Although this work is billed as science fiction, I’m enjoying the supernatural bits more. Eliott hears things, and he doesn’t know where they come from. He can see things others don’t, and we’re uncertain if he’s going crazy or not. Liang plays up the apocryphal Lovecraftian type of character, someone too curious for his own good; and the suggestion that others have “moved on” makes me think I’m watching a very unconventional ghost story.
When Gretta brings in an android, who looks like the man she’s looking for, the story gets weird. P2 (his name) isn’t who she wants him to be. Although he looks like Patrick and smells like him, everything he does (including a sexual moment) just doesn’t have the same weight.
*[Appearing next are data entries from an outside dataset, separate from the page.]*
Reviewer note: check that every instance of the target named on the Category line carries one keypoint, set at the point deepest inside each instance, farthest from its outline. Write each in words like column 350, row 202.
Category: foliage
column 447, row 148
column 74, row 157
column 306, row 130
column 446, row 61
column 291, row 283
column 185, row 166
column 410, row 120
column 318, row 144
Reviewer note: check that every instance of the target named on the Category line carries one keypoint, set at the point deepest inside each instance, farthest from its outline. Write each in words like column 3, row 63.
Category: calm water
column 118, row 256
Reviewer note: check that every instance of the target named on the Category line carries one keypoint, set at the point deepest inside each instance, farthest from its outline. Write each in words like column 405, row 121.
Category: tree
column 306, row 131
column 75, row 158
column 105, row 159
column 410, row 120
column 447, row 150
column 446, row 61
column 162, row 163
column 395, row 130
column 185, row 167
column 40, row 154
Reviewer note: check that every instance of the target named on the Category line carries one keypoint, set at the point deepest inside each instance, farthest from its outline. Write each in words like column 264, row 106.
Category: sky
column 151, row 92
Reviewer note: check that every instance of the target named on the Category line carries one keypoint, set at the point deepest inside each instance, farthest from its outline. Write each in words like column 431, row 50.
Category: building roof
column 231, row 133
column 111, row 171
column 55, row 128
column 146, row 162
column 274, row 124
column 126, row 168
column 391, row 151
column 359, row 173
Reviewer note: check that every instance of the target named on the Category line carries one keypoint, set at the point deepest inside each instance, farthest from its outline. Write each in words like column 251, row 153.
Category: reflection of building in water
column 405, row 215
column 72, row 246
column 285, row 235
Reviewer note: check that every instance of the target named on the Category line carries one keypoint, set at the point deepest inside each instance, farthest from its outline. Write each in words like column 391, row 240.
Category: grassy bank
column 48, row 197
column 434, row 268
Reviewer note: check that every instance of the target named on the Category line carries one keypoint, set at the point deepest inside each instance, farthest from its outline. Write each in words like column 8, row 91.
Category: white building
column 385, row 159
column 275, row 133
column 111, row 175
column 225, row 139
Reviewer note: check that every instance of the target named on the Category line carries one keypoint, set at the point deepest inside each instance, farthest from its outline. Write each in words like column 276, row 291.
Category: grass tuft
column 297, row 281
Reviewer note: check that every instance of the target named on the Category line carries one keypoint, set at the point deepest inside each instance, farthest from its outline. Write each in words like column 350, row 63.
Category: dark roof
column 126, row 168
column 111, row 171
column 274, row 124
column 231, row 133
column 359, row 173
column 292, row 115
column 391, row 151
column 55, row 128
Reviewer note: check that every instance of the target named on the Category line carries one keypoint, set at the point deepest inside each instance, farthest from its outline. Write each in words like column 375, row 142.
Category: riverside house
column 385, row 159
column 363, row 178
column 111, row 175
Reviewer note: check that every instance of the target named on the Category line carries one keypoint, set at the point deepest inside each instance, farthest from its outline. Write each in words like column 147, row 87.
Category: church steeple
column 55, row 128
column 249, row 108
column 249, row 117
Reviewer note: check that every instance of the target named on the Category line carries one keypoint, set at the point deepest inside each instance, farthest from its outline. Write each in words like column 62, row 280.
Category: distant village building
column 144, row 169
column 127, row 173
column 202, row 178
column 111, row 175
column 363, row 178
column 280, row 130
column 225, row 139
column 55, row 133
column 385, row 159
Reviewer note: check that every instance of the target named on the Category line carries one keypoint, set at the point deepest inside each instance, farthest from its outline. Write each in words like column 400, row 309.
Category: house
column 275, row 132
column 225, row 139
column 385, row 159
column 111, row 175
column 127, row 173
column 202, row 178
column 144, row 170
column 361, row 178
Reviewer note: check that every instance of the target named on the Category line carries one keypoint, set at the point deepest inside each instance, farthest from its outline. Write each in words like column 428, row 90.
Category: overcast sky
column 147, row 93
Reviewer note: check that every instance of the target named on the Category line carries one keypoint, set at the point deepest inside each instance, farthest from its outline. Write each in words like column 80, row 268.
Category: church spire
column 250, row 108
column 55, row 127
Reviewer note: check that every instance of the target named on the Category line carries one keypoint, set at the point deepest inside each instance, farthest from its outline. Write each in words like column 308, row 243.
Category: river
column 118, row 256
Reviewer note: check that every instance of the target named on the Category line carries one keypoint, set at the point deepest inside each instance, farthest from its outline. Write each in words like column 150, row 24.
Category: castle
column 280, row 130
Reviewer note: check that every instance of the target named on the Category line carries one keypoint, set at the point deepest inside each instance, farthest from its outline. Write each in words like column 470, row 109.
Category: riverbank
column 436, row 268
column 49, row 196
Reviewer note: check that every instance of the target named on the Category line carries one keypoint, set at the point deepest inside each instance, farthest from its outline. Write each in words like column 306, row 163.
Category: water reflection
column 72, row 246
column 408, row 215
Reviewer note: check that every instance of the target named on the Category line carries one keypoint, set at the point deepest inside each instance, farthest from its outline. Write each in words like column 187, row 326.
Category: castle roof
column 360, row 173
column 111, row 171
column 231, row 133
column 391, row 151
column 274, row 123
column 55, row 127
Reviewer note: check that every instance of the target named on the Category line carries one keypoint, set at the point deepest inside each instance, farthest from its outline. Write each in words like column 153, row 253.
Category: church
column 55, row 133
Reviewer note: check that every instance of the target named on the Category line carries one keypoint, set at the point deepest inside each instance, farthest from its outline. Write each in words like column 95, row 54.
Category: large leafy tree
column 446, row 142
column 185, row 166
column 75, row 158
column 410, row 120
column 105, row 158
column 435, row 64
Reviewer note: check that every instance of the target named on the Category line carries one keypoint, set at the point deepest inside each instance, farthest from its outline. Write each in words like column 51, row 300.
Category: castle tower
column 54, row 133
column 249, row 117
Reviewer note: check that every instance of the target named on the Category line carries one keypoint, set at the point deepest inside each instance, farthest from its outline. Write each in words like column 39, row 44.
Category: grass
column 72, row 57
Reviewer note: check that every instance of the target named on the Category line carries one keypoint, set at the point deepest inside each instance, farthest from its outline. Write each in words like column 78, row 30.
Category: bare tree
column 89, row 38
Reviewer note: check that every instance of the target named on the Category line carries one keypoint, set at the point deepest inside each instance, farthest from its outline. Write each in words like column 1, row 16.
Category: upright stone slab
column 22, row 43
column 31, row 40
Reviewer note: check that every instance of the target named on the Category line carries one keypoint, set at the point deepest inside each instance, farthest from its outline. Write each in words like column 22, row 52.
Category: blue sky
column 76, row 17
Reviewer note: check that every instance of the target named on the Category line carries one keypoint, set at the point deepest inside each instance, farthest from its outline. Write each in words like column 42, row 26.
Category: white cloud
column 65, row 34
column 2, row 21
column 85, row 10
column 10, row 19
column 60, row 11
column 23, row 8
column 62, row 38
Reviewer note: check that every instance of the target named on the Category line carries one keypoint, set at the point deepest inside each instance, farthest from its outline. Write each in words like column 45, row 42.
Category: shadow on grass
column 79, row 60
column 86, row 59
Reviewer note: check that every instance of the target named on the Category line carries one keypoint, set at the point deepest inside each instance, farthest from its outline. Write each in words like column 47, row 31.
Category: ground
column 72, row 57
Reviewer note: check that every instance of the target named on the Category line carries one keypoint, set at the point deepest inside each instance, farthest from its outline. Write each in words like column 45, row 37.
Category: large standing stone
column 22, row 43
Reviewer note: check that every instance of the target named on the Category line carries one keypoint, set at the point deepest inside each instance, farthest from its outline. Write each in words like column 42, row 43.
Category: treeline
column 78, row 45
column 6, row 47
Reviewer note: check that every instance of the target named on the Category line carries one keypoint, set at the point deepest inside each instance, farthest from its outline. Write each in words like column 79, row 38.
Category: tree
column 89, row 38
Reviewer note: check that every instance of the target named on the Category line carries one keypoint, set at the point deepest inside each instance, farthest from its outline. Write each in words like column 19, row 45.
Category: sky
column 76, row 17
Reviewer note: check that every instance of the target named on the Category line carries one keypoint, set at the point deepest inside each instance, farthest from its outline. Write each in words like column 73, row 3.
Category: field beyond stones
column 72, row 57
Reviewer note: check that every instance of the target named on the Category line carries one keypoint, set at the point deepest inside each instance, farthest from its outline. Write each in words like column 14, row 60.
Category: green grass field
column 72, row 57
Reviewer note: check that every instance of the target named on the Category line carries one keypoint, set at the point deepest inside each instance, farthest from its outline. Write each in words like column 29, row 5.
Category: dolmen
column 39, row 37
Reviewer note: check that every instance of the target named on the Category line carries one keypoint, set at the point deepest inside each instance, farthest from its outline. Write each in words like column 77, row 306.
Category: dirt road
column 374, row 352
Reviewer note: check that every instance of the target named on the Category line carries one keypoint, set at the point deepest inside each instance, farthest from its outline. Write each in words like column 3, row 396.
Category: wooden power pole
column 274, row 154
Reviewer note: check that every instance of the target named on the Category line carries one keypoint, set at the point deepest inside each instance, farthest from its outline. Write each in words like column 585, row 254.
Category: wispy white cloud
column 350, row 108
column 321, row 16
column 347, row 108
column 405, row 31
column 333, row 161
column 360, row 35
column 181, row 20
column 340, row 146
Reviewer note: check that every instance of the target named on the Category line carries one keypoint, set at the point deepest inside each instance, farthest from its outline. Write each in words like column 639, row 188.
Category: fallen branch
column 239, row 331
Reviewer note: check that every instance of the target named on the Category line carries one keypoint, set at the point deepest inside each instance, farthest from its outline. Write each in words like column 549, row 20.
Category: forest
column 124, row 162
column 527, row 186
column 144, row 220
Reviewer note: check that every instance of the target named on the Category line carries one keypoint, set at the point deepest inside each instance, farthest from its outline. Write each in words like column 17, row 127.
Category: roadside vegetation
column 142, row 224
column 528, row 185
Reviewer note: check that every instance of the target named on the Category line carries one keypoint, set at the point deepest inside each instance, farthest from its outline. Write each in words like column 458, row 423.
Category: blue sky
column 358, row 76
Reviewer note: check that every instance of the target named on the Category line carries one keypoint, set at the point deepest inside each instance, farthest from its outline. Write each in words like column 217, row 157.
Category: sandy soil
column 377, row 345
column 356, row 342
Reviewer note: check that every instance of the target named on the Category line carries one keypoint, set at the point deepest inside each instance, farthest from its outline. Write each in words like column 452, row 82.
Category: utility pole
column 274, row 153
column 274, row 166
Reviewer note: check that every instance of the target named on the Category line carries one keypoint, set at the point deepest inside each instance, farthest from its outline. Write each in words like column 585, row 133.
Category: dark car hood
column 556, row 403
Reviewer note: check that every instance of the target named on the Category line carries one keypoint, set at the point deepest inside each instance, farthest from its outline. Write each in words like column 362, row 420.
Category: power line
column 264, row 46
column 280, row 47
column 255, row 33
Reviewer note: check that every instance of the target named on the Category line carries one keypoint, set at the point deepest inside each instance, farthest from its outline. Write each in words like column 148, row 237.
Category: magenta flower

Eventually, it is revealed Eliott is also in search of his lady love and Gretta looks like her. They’re supposed to meet at this unknown motel he’s holed up in, and it’s well past their arranged appointment time.
The desert landscape is brought to life with a lot of colourful shots. There were times I thought I was looking at parts of Australia’s vast dry terrains and I suspect the implication of the land down under was on purpose. Gretta may well be from the spirit world of the Dreamtime instead of some far flung future. Eventually, she wants to bring Eliott home to her world, and all he wanted to do was make a clean getaway.
This film is simple enough to say it’ll be tough to escape bounty hunters, especially when they don’t have to be from the future. But as for whether Eliott can get away scot free, that’d be telling in this very Twilight Zone inspired work.